Removing Filler Words From Recorded Audio (Descript)
Descript is built specifically for this. It transcribes your podcast, video, or voice memo, and its Filler Word Removal feature auto-detects and cuts "um," "uh," and similar filler in one pass, without you touching a timeline. You can also just delete words directly from the transcript for anything the auto-detection misses, and the audio updates instantly.
- Upload your audio or video file to Descript
- Let it auto-transcribe (usually a few minutes for typical episode lengths)
- Run Filler Word Removal to auto-cut detected filler words
- Scan the transcript for anything left over and delete it like a text document
- Descript's Studio Sound feature can also clean up background noise and audio quality in the same pass
Preventing Filler Words While Dictating Text (Wispr Flow)
If your "filler word" problem is actually about writing — dictating emails, docs, or Slack messages by voice instead of typing — that's a different tool. Wispr Flow strips filler words and cleans up rambling speech in real time as you dictate, so the text that lands in your document is already polished, with no separate editing pass needed.
Which One Do You Actually Need?
| If you're... | Use |
|---|---|
| Editing a recorded podcast, video, or voiceover | Descript |
| Dictating emails, docs, or messages instead of typing | Wispr Flow |
| Doing both regularly | Both — they don't overlap in use case |
Pricing
Descript's free plan includes 1 hour of transcription per month — enough to test Filler Word Removal on a real episode before committing. Paid plans start around $24/month. Wispr Flow's free plan covers 2,000 words/week, with Pro at $12/month (annual) for unlimited dictation.

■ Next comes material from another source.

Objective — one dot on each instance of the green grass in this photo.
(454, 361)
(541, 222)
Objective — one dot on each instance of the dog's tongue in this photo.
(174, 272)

See Descript's plans or Wispr Flow's plans for current details.
Tips for Cleaner Output
- Don't over-cut natural pauses. A little breathing room between sentences sounds human; cutting every micro-pause makes speech sound rushed and robotic.
- Record in a quiet space. Both transcription accuracy and filler-word detection improve significantly with a clean audio source.
- Do a final listen-through. Auto-detection catches most filler words, but a quick manual pass catches anything context-dependent it missed.
FAQs
Can AI actually remove filler words from audio automatically?
Yes. Tools like Descript transcribe your audio to text, let you delete filler words by deleting them from the transcript (which cuts the audio automatically), and can also auto-detect and remove them in one pass without any manual scrubbing.
What's the difference between fixing filler words while recording vs after?
Wispr Flow cleans up filler words in real time as you dictate text for writing, while Descript removes them after the fact from recorded audio or video — they solve the same underlying problem for two different mediums, and most creators who do both eventually end up using one of each.
Does removing filler words sound unnatural?
Modern tools cut at the waveform level and can smooth pauses automatically, so well-done filler removal sounds like a naturally confident take rather than an obvious edit — as long as you don't also cut every natural pause, which is what makes over-edited audio sound rushed.